I retired at 56 and I get a pension for life which is rare these days and becoming extinct. When people ask how I did it, I tell them it was my plan 40 years ago, not last week, to be in the position to retire early. That includes being debt free except for normal monthly expenses. I also tell folks who want to retire, do it if you can, but you have to have something to do. Can't just sit in the house watching TV all day or whatever. For me, that's fishing, which is something I love, and occasionally I get paid to take others...


----------



## GonnaSmoke (Nov 17, 2022)

BrianGSDTexoma said:


> I almost 2 years without a paycheck.  Been waiting for IRA to recover before making a withdraw but going to happen soon.  Counting the months before SS!  7 to go.


Brian, 7 months will go by in the blink of an eye...


----------



## LoydB (Nov 17, 2022)

I'm five years away from being able to claim it.
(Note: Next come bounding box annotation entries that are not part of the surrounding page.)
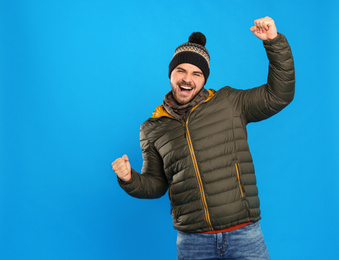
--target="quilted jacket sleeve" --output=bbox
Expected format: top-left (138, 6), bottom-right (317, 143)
top-left (229, 33), bottom-right (295, 123)
top-left (118, 127), bottom-right (168, 199)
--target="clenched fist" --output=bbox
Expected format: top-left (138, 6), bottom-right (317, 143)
top-left (112, 154), bottom-right (132, 181)
top-left (251, 16), bottom-right (278, 41)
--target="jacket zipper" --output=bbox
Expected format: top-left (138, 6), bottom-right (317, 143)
top-left (185, 118), bottom-right (213, 230)
top-left (235, 163), bottom-right (245, 198)
top-left (169, 186), bottom-right (175, 216)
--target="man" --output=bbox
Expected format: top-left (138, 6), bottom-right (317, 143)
top-left (112, 17), bottom-right (295, 259)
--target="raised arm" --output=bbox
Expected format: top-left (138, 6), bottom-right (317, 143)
top-left (112, 128), bottom-right (168, 199)
top-left (228, 17), bottom-right (295, 123)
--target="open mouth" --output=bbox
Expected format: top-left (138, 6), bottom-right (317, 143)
top-left (179, 85), bottom-right (193, 93)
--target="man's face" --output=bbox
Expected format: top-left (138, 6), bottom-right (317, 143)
top-left (171, 63), bottom-right (205, 105)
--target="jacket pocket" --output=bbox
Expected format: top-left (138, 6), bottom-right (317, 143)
top-left (235, 163), bottom-right (245, 198)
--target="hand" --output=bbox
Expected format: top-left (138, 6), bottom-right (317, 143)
top-left (112, 154), bottom-right (132, 181)
top-left (251, 16), bottom-right (278, 41)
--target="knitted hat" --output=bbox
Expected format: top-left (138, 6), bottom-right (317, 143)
top-left (168, 32), bottom-right (210, 83)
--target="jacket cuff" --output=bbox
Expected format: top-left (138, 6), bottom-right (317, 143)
top-left (263, 32), bottom-right (285, 47)
top-left (117, 169), bottom-right (136, 186)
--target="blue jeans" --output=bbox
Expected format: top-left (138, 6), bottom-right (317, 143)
top-left (177, 222), bottom-right (270, 260)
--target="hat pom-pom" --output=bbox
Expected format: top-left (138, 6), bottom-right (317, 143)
top-left (188, 32), bottom-right (206, 47)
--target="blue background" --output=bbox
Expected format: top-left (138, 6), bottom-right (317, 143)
top-left (0, 0), bottom-right (339, 260)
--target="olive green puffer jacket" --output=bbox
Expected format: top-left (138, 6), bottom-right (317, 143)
top-left (119, 34), bottom-right (295, 232)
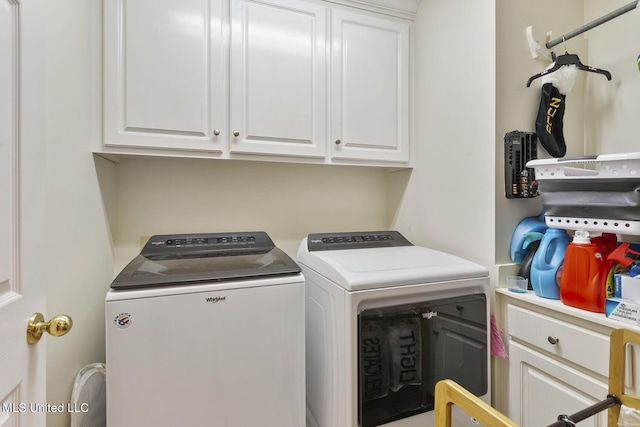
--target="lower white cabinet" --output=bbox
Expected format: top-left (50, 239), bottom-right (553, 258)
top-left (495, 289), bottom-right (640, 427)
top-left (509, 341), bottom-right (607, 427)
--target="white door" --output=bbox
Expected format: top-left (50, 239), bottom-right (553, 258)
top-left (104, 0), bottom-right (229, 153)
top-left (0, 0), bottom-right (46, 427)
top-left (230, 0), bottom-right (327, 157)
top-left (331, 10), bottom-right (409, 162)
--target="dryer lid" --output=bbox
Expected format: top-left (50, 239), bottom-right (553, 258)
top-left (298, 232), bottom-right (489, 290)
top-left (111, 232), bottom-right (300, 289)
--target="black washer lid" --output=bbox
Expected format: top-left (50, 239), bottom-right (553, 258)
top-left (111, 231), bottom-right (300, 289)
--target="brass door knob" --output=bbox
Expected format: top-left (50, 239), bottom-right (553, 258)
top-left (27, 313), bottom-right (73, 344)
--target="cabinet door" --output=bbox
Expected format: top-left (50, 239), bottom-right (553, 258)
top-left (104, 0), bottom-right (228, 152)
top-left (509, 340), bottom-right (607, 427)
top-left (331, 10), bottom-right (409, 162)
top-left (230, 0), bottom-right (327, 157)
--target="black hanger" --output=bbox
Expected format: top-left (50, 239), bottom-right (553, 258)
top-left (527, 52), bottom-right (611, 87)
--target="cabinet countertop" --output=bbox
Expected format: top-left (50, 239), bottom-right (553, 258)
top-left (496, 288), bottom-right (640, 332)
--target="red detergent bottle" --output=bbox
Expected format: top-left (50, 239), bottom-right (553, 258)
top-left (591, 233), bottom-right (623, 298)
top-left (560, 230), bottom-right (606, 313)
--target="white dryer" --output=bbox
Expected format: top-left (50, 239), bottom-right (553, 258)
top-left (297, 231), bottom-right (491, 427)
top-left (106, 232), bottom-right (305, 427)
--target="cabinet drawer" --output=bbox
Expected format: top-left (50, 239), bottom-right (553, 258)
top-left (507, 305), bottom-right (609, 377)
At the moment, I like my job and the money it brings in, and am concerned about the 3-year gap between 62 and when Medicare kicks in, so I'll probably hang out another 8 years before pulling the ripcord. Congrats on making it!


----------



## Brokenhandle (Nov 17, 2022)

Fueling Around said:


> Turning 64 next week.  Wife is ahead of me by a couple. Our finance people tell us to hold out on collecting SSI.  MN is one of the @#$%& states that taxes SSI payouts.  They regard it as "earned income".
> Once I get to 65 and go on Medicrap, the options are wide open.  Wife provides my healthcare and she retires at that point.
> My 401K's will payout much better than SSI especially if I hold out to 67 after this recession stabilizes .
> 
> ...


No, just for flat black soil, no irrigation around us. It's undeveloped and will stay that way...as farmland.

Ryan


----------



## GaryHibbert (Nov 17, 2022)

GonnaSmoke said:


> My goal when I turned 50 was to pay off the house and become debt free. Then it was to live long enough to enjoy the fruits of my labors...
> 
> Thanks Gary. Now the goal is to live ling enough to beat the system. My SS is considerably more than your OAS...
> 
> ...





GonnaSmoke said:


> My SS is considerably more than your OAS...
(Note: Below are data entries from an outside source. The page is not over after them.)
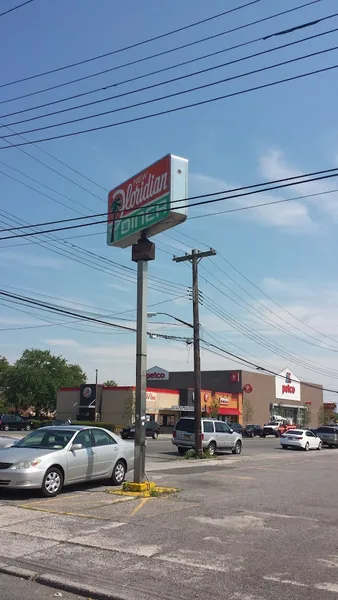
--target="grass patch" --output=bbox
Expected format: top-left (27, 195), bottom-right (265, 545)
top-left (182, 448), bottom-right (217, 460)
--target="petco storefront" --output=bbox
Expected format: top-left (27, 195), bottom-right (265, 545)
top-left (271, 369), bottom-right (307, 424)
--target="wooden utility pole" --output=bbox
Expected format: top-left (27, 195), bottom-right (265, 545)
top-left (173, 248), bottom-right (216, 458)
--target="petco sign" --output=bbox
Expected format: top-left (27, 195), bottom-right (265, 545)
top-left (275, 369), bottom-right (300, 402)
top-left (147, 367), bottom-right (169, 381)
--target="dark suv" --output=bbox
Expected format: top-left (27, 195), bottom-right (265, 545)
top-left (0, 415), bottom-right (32, 431)
top-left (121, 421), bottom-right (160, 440)
top-left (243, 425), bottom-right (263, 437)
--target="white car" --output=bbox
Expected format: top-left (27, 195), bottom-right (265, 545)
top-left (280, 429), bottom-right (323, 451)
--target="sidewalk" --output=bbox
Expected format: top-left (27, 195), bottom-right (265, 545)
top-left (0, 453), bottom-right (338, 600)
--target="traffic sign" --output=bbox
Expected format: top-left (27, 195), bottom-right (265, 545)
top-left (107, 154), bottom-right (188, 248)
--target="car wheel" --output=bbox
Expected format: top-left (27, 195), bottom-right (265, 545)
top-left (41, 467), bottom-right (63, 498)
top-left (207, 442), bottom-right (216, 456)
top-left (111, 460), bottom-right (127, 485)
top-left (232, 440), bottom-right (242, 454)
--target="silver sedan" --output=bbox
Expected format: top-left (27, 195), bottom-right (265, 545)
top-left (0, 425), bottom-right (134, 497)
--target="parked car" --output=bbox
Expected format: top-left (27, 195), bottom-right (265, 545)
top-left (228, 423), bottom-right (244, 435)
top-left (171, 417), bottom-right (243, 455)
top-left (317, 425), bottom-right (338, 448)
top-left (0, 425), bottom-right (134, 497)
top-left (280, 429), bottom-right (323, 451)
top-left (121, 421), bottom-right (160, 440)
top-left (41, 419), bottom-right (72, 427)
top-left (0, 415), bottom-right (32, 431)
top-left (243, 425), bottom-right (263, 437)
top-left (0, 435), bottom-right (20, 450)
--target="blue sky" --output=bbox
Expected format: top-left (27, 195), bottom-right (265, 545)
top-left (0, 0), bottom-right (338, 398)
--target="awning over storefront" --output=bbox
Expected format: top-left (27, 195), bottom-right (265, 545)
top-left (218, 406), bottom-right (241, 417)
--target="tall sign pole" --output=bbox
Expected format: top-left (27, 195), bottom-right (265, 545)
top-left (173, 248), bottom-right (216, 458)
top-left (132, 232), bottom-right (155, 483)
top-left (107, 154), bottom-right (188, 487)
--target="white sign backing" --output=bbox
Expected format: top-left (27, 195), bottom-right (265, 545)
top-left (147, 366), bottom-right (169, 382)
top-left (275, 369), bottom-right (300, 402)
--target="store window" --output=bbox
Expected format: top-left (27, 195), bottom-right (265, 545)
top-left (160, 415), bottom-right (175, 427)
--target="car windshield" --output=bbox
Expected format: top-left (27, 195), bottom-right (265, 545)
top-left (12, 427), bottom-right (76, 450)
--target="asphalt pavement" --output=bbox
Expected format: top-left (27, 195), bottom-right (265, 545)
top-left (0, 431), bottom-right (280, 462)
top-left (0, 573), bottom-right (88, 600)
top-left (0, 439), bottom-right (338, 600)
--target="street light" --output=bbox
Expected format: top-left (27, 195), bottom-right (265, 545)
top-left (147, 312), bottom-right (194, 329)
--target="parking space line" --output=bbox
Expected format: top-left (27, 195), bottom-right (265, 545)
top-left (19, 504), bottom-right (110, 521)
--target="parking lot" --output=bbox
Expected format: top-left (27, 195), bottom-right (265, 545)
top-left (0, 431), bottom-right (280, 462)
top-left (0, 438), bottom-right (338, 600)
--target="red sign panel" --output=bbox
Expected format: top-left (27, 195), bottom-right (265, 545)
top-left (243, 383), bottom-right (252, 394)
top-left (108, 156), bottom-right (171, 221)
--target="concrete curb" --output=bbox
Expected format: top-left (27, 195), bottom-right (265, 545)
top-left (0, 563), bottom-right (137, 600)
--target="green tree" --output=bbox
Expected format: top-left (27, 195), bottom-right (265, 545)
top-left (4, 349), bottom-right (86, 412)
top-left (242, 398), bottom-right (255, 425)
top-left (103, 379), bottom-right (117, 387)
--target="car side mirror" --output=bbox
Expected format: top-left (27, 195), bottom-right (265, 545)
top-left (70, 444), bottom-right (82, 452)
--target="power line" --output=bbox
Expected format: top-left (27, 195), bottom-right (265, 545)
top-left (4, 43), bottom-right (338, 141)
top-left (0, 211), bottom-right (186, 294)
top-left (0, 290), bottom-right (191, 340)
top-left (0, 123), bottom-right (105, 202)
top-left (203, 294), bottom-right (338, 379)
top-left (0, 0), bottom-right (33, 17)
top-left (201, 261), bottom-right (338, 353)
top-left (0, 0), bottom-right (262, 88)
top-left (0, 168), bottom-right (338, 241)
top-left (0, 166), bottom-right (338, 232)
top-left (0, 13), bottom-right (338, 125)
top-left (0, 60), bottom-right (338, 150)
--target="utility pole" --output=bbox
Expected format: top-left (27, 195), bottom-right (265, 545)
top-left (173, 248), bottom-right (216, 458)
top-left (132, 232), bottom-right (155, 483)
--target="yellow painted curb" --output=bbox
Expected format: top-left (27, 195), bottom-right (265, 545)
top-left (107, 481), bottom-right (179, 498)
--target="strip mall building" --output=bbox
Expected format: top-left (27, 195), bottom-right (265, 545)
top-left (57, 367), bottom-right (323, 432)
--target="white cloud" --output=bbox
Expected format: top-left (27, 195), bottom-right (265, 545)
top-left (193, 173), bottom-right (319, 233)
top-left (43, 338), bottom-right (80, 348)
top-left (0, 250), bottom-right (64, 269)
top-left (259, 149), bottom-right (338, 222)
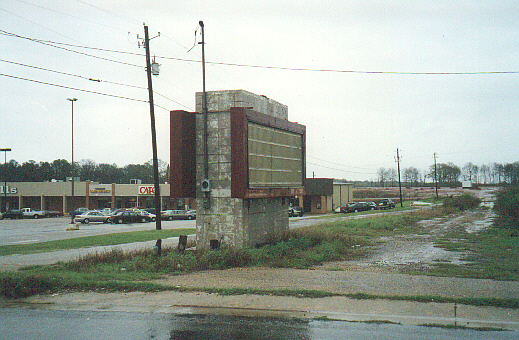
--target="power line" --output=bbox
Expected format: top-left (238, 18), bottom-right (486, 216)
top-left (0, 73), bottom-right (177, 111)
top-left (0, 30), bottom-right (143, 68)
top-left (0, 73), bottom-right (148, 103)
top-left (306, 161), bottom-right (377, 175)
top-left (306, 155), bottom-right (371, 170)
top-left (0, 59), bottom-right (193, 111)
top-left (0, 30), bottom-right (519, 75)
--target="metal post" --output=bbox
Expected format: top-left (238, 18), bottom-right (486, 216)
top-left (198, 20), bottom-right (211, 209)
top-left (144, 25), bottom-right (162, 231)
top-left (0, 148), bottom-right (11, 212)
top-left (396, 148), bottom-right (404, 208)
top-left (434, 152), bottom-right (438, 198)
top-left (67, 98), bottom-right (77, 224)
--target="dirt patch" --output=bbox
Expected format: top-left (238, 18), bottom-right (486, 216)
top-left (317, 190), bottom-right (495, 273)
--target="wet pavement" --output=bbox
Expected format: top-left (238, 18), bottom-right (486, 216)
top-left (0, 309), bottom-right (519, 340)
Yeah, ours is pretty bad--pays about half my mortgage.
Gary


----------



## bill ace 350 (Nov 17, 2022)

GonnaSmoke said:


> I retired at 56 and I get a pension for life which is rare these days and becoming extinct. When people ask how I did it, I tell them it was my plan 40 years ago, not last week, to be in the position to retire early. That includes being debt free except for normal monthly expenses. I also tell folks who want to retire, do it if you can, but you have to have something to do. Can't just sit in the house watching TV all day or whatever. For me, that's fishing, which is something I love, and occasionally I get paid to take others...
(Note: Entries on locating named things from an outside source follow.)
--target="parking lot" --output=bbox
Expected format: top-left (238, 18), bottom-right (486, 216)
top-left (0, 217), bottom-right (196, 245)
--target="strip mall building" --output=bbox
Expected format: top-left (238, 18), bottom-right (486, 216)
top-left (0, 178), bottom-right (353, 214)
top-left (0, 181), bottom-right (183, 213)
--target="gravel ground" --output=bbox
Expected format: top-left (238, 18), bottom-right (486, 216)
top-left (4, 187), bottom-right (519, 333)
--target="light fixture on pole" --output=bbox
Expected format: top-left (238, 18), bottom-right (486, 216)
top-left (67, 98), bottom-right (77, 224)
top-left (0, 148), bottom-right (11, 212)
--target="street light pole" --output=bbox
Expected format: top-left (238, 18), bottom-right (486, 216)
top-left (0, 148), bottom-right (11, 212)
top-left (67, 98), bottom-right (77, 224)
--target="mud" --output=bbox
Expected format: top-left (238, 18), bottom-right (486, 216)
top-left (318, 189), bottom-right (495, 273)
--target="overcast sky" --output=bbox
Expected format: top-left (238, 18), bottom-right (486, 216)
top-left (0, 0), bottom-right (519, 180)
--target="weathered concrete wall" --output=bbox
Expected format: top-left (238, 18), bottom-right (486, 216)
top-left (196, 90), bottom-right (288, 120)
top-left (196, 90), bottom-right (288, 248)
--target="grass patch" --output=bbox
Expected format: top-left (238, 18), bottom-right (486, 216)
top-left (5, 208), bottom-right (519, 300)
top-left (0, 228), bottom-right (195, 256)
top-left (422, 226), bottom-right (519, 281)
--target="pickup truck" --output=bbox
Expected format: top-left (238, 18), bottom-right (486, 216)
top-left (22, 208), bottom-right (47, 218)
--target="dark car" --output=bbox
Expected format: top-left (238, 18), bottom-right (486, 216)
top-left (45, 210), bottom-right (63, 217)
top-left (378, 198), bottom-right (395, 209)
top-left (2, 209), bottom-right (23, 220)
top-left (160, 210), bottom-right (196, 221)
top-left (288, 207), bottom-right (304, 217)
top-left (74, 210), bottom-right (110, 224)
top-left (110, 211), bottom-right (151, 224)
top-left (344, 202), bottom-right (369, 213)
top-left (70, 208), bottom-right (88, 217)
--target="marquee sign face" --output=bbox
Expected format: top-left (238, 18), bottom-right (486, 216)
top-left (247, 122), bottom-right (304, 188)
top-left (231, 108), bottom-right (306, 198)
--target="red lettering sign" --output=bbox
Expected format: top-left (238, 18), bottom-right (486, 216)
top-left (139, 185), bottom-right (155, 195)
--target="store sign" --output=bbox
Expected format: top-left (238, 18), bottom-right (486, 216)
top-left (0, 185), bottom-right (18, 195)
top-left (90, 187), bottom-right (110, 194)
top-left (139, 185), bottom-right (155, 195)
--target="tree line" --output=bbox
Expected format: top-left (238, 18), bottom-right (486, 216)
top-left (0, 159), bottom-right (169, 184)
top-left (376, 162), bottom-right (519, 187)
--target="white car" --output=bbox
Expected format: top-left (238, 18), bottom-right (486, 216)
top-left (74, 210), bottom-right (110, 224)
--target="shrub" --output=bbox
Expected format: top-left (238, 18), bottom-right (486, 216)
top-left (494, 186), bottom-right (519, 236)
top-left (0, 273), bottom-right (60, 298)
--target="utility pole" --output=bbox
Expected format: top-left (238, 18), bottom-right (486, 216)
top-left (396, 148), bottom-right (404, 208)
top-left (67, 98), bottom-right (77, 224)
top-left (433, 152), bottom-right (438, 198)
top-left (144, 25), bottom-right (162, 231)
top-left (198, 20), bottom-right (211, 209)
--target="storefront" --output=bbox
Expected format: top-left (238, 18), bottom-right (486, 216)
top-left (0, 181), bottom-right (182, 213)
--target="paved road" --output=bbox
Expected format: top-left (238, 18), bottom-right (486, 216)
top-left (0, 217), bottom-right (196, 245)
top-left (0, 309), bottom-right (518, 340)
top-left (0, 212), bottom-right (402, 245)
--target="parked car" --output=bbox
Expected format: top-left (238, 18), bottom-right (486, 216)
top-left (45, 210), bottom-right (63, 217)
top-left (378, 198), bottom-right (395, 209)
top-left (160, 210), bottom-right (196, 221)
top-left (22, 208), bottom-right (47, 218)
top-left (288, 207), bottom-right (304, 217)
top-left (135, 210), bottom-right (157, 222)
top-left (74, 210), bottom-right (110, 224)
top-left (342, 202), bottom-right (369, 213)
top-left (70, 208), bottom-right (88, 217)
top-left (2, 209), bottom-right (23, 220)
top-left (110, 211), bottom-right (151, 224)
i am so thankful that I get a monthly Military retirement check....

Few more years working for Uncle Sam and I'll get a second retirement, then Social Security..... plus my health benefits


----------



## PulledPorkSandwich (Nov 17, 2022)

Geez, there are a lot of old folks around here.  

I took mine at 66, which was FRA for my birth year.  Everyone's situation is different, but I couldn't make the numbers work to take it at 62 unless I assumed I was going to die pretty young -- younger than I was planning, for sure.

One simplified way to look at it is that the amount you collect per month is quite a bit less if you take it early than if you wait.  Granted, you've collected, say, 4 years of benefits by the time you'd start collecting anything by waiting, but once you start collecting at the higher rate, you eventually "catch up" with the total amount you will have collected by taking it early.  Once you pass this "break even" point, you're money ahead for the rest of your life.  

I probably could have been better off waiting until the maximum age -- 70 for me, I think -- but my problem is I no longer had a job, and I didn't want to begin withdrawing from my IRAs for a couple more years.  I needed the Social Security cash to make that work.


----------



## schlotz (Nov 17, 2022)

We are both lucky enough that our combined pensions have allowed us to hold off until 70.  While we obviously had to manage the budget we've done quite nicely without having to sacrifice.  Good news, I'll be 70 late next year and the wife a year later.  The ss checks will definitely be welcome.


----------



## mneeley490 (Nov 17, 2022)

I'd retire tomorrow if I could afford it. But I have to admit that I haven't looked into it seriously yet. Things like that tend to put me to sleep. But I do know that I won't get full SSI benefits until I hit 67. So 5-1/2 years to go.
I just hope all the bozos in Congress can keep their hands off of it. It's not an entitlement, nor another source of revenue. We spent our lives earning it, it's ours.  But they all seem like a pack of wolves that have Little Red Riding Hood surrounded.


----------



## GonnaSmoke (Nov 17, 2022)

bill ace 350 said:


> i am so thankful that I get a monthly Military retirement check....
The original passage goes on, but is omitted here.